AR CONDICIONADO AUTOMOTIVO


Nesta primeira aula deste mini-curso vamos abordar o sistema do ar condicionado automotivo: Vou explicar-lhes o funcionamento e os princípios da refrigeração. O objetivo deste sistema é proporcionar conforto térmico (ar climatizado), aos passageiros do veículo, por meio do controle da temperatura e da umidade. O sistema transfere o calor do interior do veículo através do ciclo termodinâmico. Já sei, devem estar imaginando um texto muito técnico - prometi-lhes um texto de fácil compreensão - não se preocupem, se estiver muito complicado recorram ao Tira-Dúvidas no final da aula!
O processo funciona graças às mudanças de estado do fluido refrigerante, que varia de liquefeito para gasoso quando evapora, absorvendo o calor numa reação endotérmica. Ah sim! Temos também o Vocabulário Técnico, pois não quero estudantes utilizando palavras sem sentido depois de frequentar um curso comigo! Garanto que se utilizarem estes termos técnicos, os mecânicos desonestos não vão tentar enganar-lhes na hora de um serviço no ar condicionado do carro (sabemos que tem aqueles que gostam de faturar em cima da falta de informação). Pois bem, isto é coisa do passado! Seguindo o sistema do ar condicionado, em outro estágio o fluido refrigerante sofre alteração no seu estado, passando de gasoso para liquefeito durante a condensação, quando troca calor com o meio externo (troca forçada pelo eletroventilador). Os fluidos refrigerantes são substâncias de alto calor latente, ou seja, utilizam grande energia para realizar mudança de estado.

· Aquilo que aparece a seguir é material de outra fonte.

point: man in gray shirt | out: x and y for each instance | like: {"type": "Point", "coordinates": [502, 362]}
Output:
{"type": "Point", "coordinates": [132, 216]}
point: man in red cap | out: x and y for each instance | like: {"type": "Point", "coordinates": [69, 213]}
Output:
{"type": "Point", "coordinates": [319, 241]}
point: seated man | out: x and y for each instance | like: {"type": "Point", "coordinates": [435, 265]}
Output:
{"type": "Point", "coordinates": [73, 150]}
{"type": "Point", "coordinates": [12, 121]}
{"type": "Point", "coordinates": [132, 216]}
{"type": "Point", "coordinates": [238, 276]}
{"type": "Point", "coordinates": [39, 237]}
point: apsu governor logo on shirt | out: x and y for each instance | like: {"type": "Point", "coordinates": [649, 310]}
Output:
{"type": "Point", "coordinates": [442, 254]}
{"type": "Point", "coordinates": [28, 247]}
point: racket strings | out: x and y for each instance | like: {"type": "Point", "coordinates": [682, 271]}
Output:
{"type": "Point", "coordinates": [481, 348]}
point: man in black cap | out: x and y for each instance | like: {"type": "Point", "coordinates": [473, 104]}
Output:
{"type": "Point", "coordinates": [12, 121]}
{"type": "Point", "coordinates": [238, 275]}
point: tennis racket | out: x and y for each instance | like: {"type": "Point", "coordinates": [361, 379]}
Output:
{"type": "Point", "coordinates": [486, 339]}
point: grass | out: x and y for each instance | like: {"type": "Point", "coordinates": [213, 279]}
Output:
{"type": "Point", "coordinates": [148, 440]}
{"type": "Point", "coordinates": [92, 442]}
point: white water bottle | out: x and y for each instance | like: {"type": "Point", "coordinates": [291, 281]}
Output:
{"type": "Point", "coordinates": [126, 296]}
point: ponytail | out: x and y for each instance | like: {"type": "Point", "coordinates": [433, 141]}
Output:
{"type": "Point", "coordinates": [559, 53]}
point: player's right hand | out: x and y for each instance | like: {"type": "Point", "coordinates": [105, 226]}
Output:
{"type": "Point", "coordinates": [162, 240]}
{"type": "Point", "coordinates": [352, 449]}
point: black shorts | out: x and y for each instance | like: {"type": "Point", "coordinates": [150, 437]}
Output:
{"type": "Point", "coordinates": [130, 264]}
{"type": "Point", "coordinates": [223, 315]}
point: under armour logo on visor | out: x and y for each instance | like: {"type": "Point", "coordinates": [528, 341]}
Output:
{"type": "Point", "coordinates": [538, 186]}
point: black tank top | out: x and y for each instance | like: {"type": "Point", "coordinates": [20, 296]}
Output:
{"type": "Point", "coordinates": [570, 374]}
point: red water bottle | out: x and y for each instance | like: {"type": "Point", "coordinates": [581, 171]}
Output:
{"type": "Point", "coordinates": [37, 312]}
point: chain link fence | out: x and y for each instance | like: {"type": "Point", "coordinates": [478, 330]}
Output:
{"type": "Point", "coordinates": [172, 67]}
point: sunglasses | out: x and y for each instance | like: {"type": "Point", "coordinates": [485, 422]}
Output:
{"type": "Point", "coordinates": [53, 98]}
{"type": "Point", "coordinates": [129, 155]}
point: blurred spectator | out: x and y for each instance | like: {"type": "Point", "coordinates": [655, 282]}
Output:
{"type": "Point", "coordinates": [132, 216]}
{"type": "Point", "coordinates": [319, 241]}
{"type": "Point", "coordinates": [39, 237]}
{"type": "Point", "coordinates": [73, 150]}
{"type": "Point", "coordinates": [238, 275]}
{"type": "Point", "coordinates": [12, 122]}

Para entender melhor todo o princípio, observe a figura acima. Quando o motorista aciona o botão no painel do veículo, inicia-se um ciclo de refrigeração e o compressor do veículo que está acoplado ao motor através de uma correia começa a comprimir o fluido refrigerante e transferi-lo para o condensador. Quando chega ao condensador o fluido está em alta temperatura, alta pressão e com bastante volume. O eletroventilador é acionado para dissipar este calor e transformar o fluido em liquefeito. O fluido liquefeito transforma-se em novamente em gasoso quando encontra espaço para evaporar (caixa evaporadora) reduzindo a pressão, o volume e consequentemente a temperatura. No Evaporador, um ventilador empurra o ar contra as suas serpentinas, tornando-o frio, onde é conduzido após passar por um filtro, para o interior do carro, forçando o ar quente a sair, deixando o ambiente em conforto térmico (climatizado). Abaixo temos o Tira- Dúvidas e o Vocabulário Técnico. Se restar alguma dúvida sobre o processo, coloque seu comentário no final da aula.

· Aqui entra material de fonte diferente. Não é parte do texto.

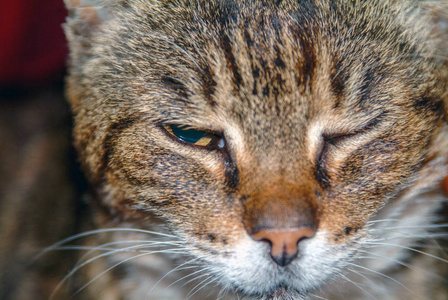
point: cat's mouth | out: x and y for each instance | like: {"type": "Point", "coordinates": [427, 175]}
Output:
{"type": "Point", "coordinates": [278, 292]}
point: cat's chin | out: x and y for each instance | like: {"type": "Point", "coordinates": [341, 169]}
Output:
{"type": "Point", "coordinates": [278, 293]}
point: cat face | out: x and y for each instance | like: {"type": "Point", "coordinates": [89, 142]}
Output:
{"type": "Point", "coordinates": [266, 138]}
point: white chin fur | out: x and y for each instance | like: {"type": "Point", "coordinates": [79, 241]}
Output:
{"type": "Point", "coordinates": [250, 269]}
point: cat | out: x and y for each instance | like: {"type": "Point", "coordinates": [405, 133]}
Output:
{"type": "Point", "coordinates": [259, 149]}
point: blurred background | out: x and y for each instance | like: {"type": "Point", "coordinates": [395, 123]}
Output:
{"type": "Point", "coordinates": [38, 175]}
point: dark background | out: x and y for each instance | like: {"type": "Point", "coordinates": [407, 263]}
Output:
{"type": "Point", "coordinates": [39, 190]}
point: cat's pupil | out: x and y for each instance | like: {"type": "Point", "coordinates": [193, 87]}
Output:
{"type": "Point", "coordinates": [187, 135]}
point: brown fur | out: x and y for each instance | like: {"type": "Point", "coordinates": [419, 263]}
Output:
{"type": "Point", "coordinates": [333, 113]}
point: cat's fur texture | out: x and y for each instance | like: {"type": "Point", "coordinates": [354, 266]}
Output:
{"type": "Point", "coordinates": [329, 123]}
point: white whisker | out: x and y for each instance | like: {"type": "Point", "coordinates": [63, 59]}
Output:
{"type": "Point", "coordinates": [377, 244]}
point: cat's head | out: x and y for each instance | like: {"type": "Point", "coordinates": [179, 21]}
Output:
{"type": "Point", "coordinates": [267, 136]}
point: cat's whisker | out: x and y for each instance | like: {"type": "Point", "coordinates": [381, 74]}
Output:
{"type": "Point", "coordinates": [99, 231]}
{"type": "Point", "coordinates": [383, 220]}
{"type": "Point", "coordinates": [425, 226]}
{"type": "Point", "coordinates": [200, 269]}
{"type": "Point", "coordinates": [318, 297]}
{"type": "Point", "coordinates": [137, 248]}
{"type": "Point", "coordinates": [107, 270]}
{"type": "Point", "coordinates": [379, 244]}
{"type": "Point", "coordinates": [208, 280]}
{"type": "Point", "coordinates": [81, 265]}
{"type": "Point", "coordinates": [178, 268]}
{"type": "Point", "coordinates": [376, 256]}
{"type": "Point", "coordinates": [383, 275]}
{"type": "Point", "coordinates": [357, 284]}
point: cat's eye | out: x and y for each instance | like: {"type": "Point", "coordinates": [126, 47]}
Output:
{"type": "Point", "coordinates": [194, 137]}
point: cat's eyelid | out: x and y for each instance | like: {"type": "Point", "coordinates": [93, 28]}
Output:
{"type": "Point", "coordinates": [372, 123]}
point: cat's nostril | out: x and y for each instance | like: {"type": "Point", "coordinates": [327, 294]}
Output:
{"type": "Point", "coordinates": [284, 244]}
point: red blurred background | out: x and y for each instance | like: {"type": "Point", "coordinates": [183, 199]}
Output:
{"type": "Point", "coordinates": [32, 44]}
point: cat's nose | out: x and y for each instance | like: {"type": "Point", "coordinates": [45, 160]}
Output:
{"type": "Point", "coordinates": [284, 244]}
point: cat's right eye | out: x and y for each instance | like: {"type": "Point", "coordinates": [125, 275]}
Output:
{"type": "Point", "coordinates": [327, 142]}
{"type": "Point", "coordinates": [195, 137]}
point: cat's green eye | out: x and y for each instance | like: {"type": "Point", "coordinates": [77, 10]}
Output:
{"type": "Point", "coordinates": [191, 136]}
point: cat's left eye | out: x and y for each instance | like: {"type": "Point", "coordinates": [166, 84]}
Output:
{"type": "Point", "coordinates": [194, 137]}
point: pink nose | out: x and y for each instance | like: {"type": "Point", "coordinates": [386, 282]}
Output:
{"type": "Point", "coordinates": [284, 244]}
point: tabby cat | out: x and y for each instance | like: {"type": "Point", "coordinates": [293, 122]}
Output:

No Tira-Dúvidas desta aula vou falar sobre Mudanças de Estado de uma substância: Como sabemos as substâncias são compostas de matéria e estas podem estar em diferentes estados físicos: sólido, líquido ou gasoso. Existem alguns outros estados físicos (veja o link), mas não se aplicam aos sistemas de ar condicionado. (Qual o estado físico do fogo?). Devido a algumas condições que envolvem principalmente a temperatura, a matéria pode ter seu estado físico alterado.


No Vocabulário Técnico vamos desvendar duas palavras:
  • Reação Endotérmica: É a reação que uma substância sofre quando exposta a uma determinada condição de alteração do seu estado físico, envolvendo a variação da sua temperatura, então esta substância absorve o calor do meio em que se encontra. Um exemplo de substância endotérmica é o álcool, quando em contato com a pele temos uma sensação de frescor, pois o álcool evapora absorvendo o calor presente na pele.
  • Liquefeito: É o estado físico comum aos gases quando estão em pressurização média, dentro de um recipiente onde uma parte está em estado líquido e outra parte em estado gasoso. Exemplo disso são os isqueiros, principalmente quando são transparentes, percebemos claramente esta composição.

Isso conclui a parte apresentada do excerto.